Tramadol was patented in the 1960s but was not approved by the FDA until 1995. The drug’s principle mechanism of action is through opioid µ-receptor agonism; however, the drug also functions as a serotonin and norepinephrine reuptake inhibitor. Although not a traditional SNRI, tramadol’s partial SNRI mechanism of action merits consideration in this paper. Accordingly, tramadol’s principle mechanism of action as a µ-receptor agonist precludes its use as a first-line antidepressant, unlike most other drugs in the SNRI class. Instead, tramadol is FDA-approved for the management of both acute and chronic pain.
Due to its unique mechanism of action and prolonged time on the market, tramadol has been extensively investigated for off-label uses, more so than other drugs with an SNRI mechanism of action. These include treatment of cancer pain, adjunct therapy for peripheral nerve blocks, and neuraxial anesthesia. Additionally, tramadol has also been extensively evaluated for the treatment of neuropathic pain. However, a recent meta-analysis suggested only modest benefit [37]. The combined mechanisms are thought to be more effectively modulate to the transmission of pain [38]. Tramadol is metabolized through the CYP450 family of enzymes (mostly CYP2D6 and CYP3A4) via conjugation, N- and O-demethylation, and glucuronidation or sulfation. Although well-tolerated, adverse effects of tramadol include respiratory depression, physical dependence, seizures and serotonin syndrome. Risk of serotonin syndrome and seizures are unique to tramadol amongst other opioids, and is attributed to its serotonin-norepinephrine mechanism of action [39][40].

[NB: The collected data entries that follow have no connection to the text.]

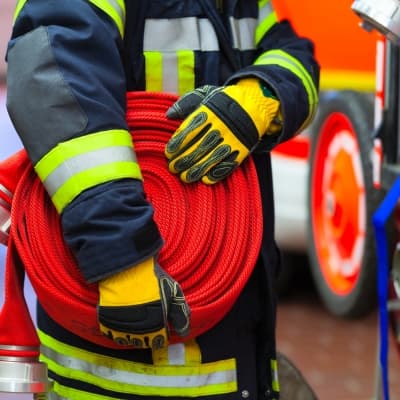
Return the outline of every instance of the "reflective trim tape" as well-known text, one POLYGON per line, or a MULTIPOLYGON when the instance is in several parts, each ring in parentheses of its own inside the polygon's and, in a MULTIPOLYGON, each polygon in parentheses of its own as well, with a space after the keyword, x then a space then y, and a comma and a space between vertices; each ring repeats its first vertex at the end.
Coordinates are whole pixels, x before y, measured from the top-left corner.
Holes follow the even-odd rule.
POLYGON ((195 340, 171 344, 153 350, 155 365, 198 365, 201 364, 200 347, 195 340))
MULTIPOLYGON (((97 8, 105 12, 117 25, 121 37, 125 29, 125 2, 123 0, 89 0, 97 8)), ((13 23, 24 7, 27 0, 18 0, 14 11, 13 23)))
POLYGON ((145 52, 146 90, 182 95, 195 85, 194 52, 145 52))
POLYGON ((271 0, 258 2, 258 26, 255 33, 255 44, 258 45, 263 36, 278 22, 271 0))
POLYGON ((15 6, 15 11, 14 11, 14 17, 13 17, 13 23, 15 22, 15 20, 18 18, 19 13, 21 12, 21 10, 24 8, 25 3, 28 0, 18 0, 17 1, 17 5, 15 6))
POLYGON ((144 29, 146 90, 182 95, 195 86, 195 51, 218 51, 209 20, 147 19, 144 29))
MULTIPOLYGON (((163 56, 160 52, 147 51, 144 53, 146 70, 146 90, 149 92, 164 92, 163 90, 163 56)), ((173 75, 174 71, 171 71, 173 75)), ((171 79, 173 81, 174 79, 171 79)), ((175 74, 176 85, 176 74, 175 74)), ((176 85, 177 86, 177 85, 176 85)))
POLYGON ((279 376, 278 376, 278 362, 277 360, 271 359, 271 375, 272 375, 272 390, 279 392, 279 376))
MULTIPOLYGON (((182 95, 193 90, 195 87, 195 74, 194 74, 194 52, 190 50, 181 50, 177 52, 178 55, 178 91, 182 95)), ((168 79, 164 79, 168 80, 168 79)))
POLYGON ((314 85, 313 79, 304 66, 290 54, 282 50, 271 50, 262 54, 257 58, 254 64, 258 65, 277 65, 282 68, 288 69, 295 74, 303 83, 307 92, 309 112, 308 117, 304 121, 300 130, 304 129, 314 117, 318 105, 318 92, 314 85))
POLYGON ((239 50, 254 50, 257 19, 256 18, 234 18, 230 17, 229 22, 232 30, 233 48, 239 50))
POLYGON ((105 12, 117 25, 121 37, 125 29, 125 2, 123 0, 89 0, 105 12))
POLYGON ((166 397, 210 396, 237 391, 234 359, 190 366, 156 366, 78 349, 40 330, 38 334, 42 343, 40 360, 49 370, 105 390, 166 397))
POLYGON ((131 135, 111 130, 59 143, 36 165, 59 213, 83 190, 114 179, 142 179, 131 135))
POLYGON ((146 19, 144 51, 218 51, 218 39, 208 19, 185 17, 146 19))

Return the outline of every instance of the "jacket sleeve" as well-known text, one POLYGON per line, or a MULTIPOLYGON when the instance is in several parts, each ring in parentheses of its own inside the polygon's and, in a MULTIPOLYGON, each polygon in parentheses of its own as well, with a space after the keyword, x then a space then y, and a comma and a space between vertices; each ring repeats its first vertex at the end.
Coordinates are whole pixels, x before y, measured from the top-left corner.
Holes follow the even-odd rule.
POLYGON ((163 242, 125 120, 122 1, 18 1, 7 108, 88 282, 163 242))
POLYGON ((277 21, 271 0, 260 1, 254 63, 230 77, 232 83, 246 76, 261 79, 281 103, 283 129, 265 136, 262 148, 271 150, 306 128, 318 105, 319 64, 314 44, 300 37, 289 21, 277 21))

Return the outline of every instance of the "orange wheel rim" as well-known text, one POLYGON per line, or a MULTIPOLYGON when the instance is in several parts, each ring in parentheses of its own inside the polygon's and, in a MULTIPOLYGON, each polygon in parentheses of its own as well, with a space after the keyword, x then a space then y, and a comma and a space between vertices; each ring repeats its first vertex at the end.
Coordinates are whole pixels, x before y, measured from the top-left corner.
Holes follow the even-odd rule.
POLYGON ((311 179, 314 244, 321 273, 337 295, 354 289, 365 245, 366 195, 357 136, 348 117, 322 126, 311 179))

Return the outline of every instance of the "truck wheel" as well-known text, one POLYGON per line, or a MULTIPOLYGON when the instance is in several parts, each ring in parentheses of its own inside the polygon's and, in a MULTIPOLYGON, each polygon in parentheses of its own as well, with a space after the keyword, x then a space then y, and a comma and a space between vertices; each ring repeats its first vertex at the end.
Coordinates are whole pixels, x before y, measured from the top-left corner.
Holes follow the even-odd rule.
POLYGON ((376 302, 372 116, 366 94, 334 92, 321 98, 311 127, 308 256, 323 303, 341 317, 364 315, 376 302))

Tramadol is more widely utilized in the preoperative, intraoperative, and postoperative period compared to other medications with serotonin-norepinephrine reuptake pharmacodynamics. Intraoperative use of tramadol is limited in favor of other pure opioid agonists; however, tramadol may be administered in the perioperative period as part of an effective multimodal pain regimen [38]. Tramadol has also been utilized as an adjunct to local anesthetic for a neuraxial blockade via an intrathecal approach, epidural, or combined spinal-epidural with varying success [41][42][43]. Adjunct agents are a method to prolong the duration of the blockade while minimizing unwanted side effects. These blocks are commonly employed by anesthesiologists for a variety of surgeries.

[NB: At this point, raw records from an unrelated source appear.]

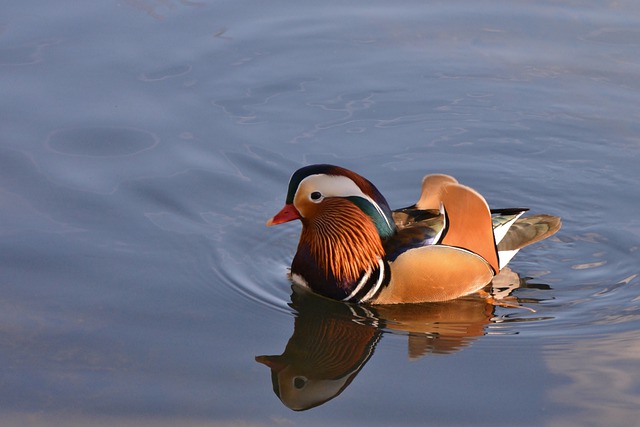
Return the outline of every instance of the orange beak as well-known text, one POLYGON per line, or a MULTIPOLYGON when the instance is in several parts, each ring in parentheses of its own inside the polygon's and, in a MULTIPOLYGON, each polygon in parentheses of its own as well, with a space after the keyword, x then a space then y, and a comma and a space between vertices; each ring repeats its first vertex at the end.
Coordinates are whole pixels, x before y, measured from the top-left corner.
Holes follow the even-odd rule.
POLYGON ((273 218, 267 221, 267 227, 301 218, 302 216, 300 216, 300 212, 298 212, 298 209, 293 206, 293 203, 289 203, 287 205, 284 205, 284 208, 280 209, 280 212, 275 214, 273 218))

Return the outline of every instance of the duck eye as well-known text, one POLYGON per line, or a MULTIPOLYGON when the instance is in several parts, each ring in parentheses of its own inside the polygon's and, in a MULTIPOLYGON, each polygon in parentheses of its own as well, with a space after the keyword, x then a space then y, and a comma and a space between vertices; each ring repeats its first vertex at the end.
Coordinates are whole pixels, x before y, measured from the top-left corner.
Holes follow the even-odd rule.
POLYGON ((322 193, 319 191, 314 191, 309 195, 309 197, 311 197, 311 200, 313 200, 314 202, 317 202, 322 198, 322 193))
POLYGON ((305 377, 295 377, 293 379, 293 386, 298 390, 304 388, 307 385, 307 379, 305 377))

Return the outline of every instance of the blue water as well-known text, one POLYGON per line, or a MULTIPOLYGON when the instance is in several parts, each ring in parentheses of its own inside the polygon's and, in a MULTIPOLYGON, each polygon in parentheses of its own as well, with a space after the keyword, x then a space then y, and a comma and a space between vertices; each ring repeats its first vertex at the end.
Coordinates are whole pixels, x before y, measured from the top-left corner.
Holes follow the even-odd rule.
POLYGON ((631 1, 4 2, 0 424, 635 425, 638 28, 631 1), (264 223, 324 162, 392 207, 442 172, 561 216, 510 264, 535 312, 292 295, 300 227, 264 223), (255 360, 282 353, 339 393, 289 409, 255 360))

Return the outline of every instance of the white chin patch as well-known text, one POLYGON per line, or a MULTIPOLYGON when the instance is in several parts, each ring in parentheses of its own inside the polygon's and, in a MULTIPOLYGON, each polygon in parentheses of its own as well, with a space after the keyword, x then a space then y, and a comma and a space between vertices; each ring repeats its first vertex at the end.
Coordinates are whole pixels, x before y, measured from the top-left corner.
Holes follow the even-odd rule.
POLYGON ((307 288, 309 289, 309 284, 307 283, 306 280, 304 280, 304 277, 302 277, 299 274, 291 274, 291 281, 293 283, 295 283, 298 286, 302 286, 303 288, 307 288))

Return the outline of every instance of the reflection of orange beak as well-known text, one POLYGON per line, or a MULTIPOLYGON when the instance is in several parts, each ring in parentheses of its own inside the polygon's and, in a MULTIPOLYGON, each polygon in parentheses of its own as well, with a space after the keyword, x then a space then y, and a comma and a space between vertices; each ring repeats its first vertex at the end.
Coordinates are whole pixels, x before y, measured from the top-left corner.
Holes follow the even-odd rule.
POLYGON ((302 216, 300 216, 300 212, 298 212, 295 206, 293 206, 293 203, 289 203, 284 205, 284 207, 280 209, 280 212, 275 214, 273 218, 267 221, 267 227, 300 218, 302 218, 302 216))
POLYGON ((256 356, 256 362, 268 366, 276 374, 280 373, 288 365, 281 360, 282 356, 256 356))

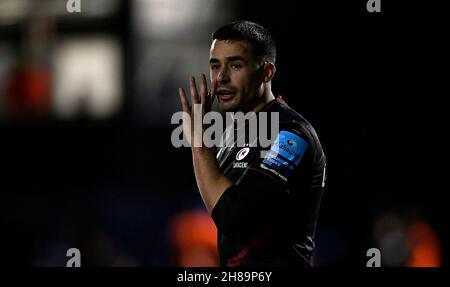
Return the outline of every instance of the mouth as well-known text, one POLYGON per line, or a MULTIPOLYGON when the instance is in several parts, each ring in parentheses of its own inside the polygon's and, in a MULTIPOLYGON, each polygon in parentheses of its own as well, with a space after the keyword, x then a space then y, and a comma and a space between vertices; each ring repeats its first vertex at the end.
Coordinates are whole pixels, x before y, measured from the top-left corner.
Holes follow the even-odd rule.
POLYGON ((221 90, 217 92, 217 97, 221 102, 231 101, 236 96, 236 92, 230 90, 221 90))

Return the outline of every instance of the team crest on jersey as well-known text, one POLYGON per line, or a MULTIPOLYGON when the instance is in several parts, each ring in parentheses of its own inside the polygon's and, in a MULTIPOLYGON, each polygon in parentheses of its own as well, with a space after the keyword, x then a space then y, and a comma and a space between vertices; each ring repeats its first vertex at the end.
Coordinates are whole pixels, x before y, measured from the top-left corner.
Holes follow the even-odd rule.
POLYGON ((236 154, 236 160, 244 159, 248 155, 249 152, 250 152, 250 148, 244 147, 243 149, 238 151, 238 153, 236 154))

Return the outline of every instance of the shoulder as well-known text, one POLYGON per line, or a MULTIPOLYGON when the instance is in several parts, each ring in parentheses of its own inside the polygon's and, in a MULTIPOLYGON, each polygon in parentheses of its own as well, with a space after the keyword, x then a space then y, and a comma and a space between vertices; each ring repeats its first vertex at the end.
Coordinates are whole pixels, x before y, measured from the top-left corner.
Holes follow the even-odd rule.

In addition to applications as an adjunct to neuraxial anesthesia, tramadol has been utilized in combination with local anesthetics for applications in regional anesthesia. While tramadol does not have efficacy as a solo agent for regional anesthesia, it may improve the efficacy of local anesthetics [44]. This has been found regarding upper extremity blocks in particular [45]. However, not all data is supportive of tramadol as an effective adjunct for regional anesthesia [46]. There is some evidence suggestive of tramadol as a solo effective local anesthetic for maxillary infiltration [47]. The concurrent use of tramadol with other antidepressants is of specific interest due to the variety of applications of tramadol in the perioperative period and theoretical concerns over the development of serotonin syndrome. Current evidence suggests tramadol use with monoamine oxidase inhibitors should be avoided, but concurrent use with other antidepressants is not contraindicated [48].

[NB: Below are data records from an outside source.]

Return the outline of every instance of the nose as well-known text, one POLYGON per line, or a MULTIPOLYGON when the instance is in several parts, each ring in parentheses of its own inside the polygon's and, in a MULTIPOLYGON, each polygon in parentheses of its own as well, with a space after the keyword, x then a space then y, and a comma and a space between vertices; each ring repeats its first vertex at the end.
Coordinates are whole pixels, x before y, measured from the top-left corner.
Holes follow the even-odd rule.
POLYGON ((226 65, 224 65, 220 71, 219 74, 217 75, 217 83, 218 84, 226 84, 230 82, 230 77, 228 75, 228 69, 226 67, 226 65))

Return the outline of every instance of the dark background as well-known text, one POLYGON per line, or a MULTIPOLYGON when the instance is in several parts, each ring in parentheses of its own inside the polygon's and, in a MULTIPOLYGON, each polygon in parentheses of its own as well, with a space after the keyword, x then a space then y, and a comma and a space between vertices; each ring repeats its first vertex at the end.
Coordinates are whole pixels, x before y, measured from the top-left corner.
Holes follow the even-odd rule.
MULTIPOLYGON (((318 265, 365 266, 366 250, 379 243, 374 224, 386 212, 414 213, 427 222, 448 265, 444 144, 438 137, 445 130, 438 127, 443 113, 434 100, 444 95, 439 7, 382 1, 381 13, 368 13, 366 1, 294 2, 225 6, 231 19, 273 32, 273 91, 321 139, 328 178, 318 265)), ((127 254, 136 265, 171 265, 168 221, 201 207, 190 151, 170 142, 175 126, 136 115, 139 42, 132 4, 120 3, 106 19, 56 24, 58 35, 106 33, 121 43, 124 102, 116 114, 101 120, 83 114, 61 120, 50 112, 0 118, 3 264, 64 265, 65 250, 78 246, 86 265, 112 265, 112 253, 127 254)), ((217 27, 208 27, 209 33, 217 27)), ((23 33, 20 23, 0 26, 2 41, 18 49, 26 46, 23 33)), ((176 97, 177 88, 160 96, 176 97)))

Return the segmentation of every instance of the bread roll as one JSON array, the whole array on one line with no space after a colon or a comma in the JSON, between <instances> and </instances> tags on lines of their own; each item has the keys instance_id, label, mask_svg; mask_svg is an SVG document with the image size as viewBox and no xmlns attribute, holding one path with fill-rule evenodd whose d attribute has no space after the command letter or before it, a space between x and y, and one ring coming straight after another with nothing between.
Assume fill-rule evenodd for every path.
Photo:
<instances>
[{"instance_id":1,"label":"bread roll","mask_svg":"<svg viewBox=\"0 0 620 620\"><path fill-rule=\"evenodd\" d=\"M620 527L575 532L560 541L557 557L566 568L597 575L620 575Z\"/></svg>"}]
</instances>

Applications of tramadol in the postoperative period are related to its successful prevention of postoperative shivering [49][50][51]. Additionally, this benefit appears following a variety of different anesthetics, including remifentanil-induced shivering as well as following subarachnoid blocks [52][53]. Tramadol continues to draw interest as one component of a multimodal postoperative pain management strategy [54].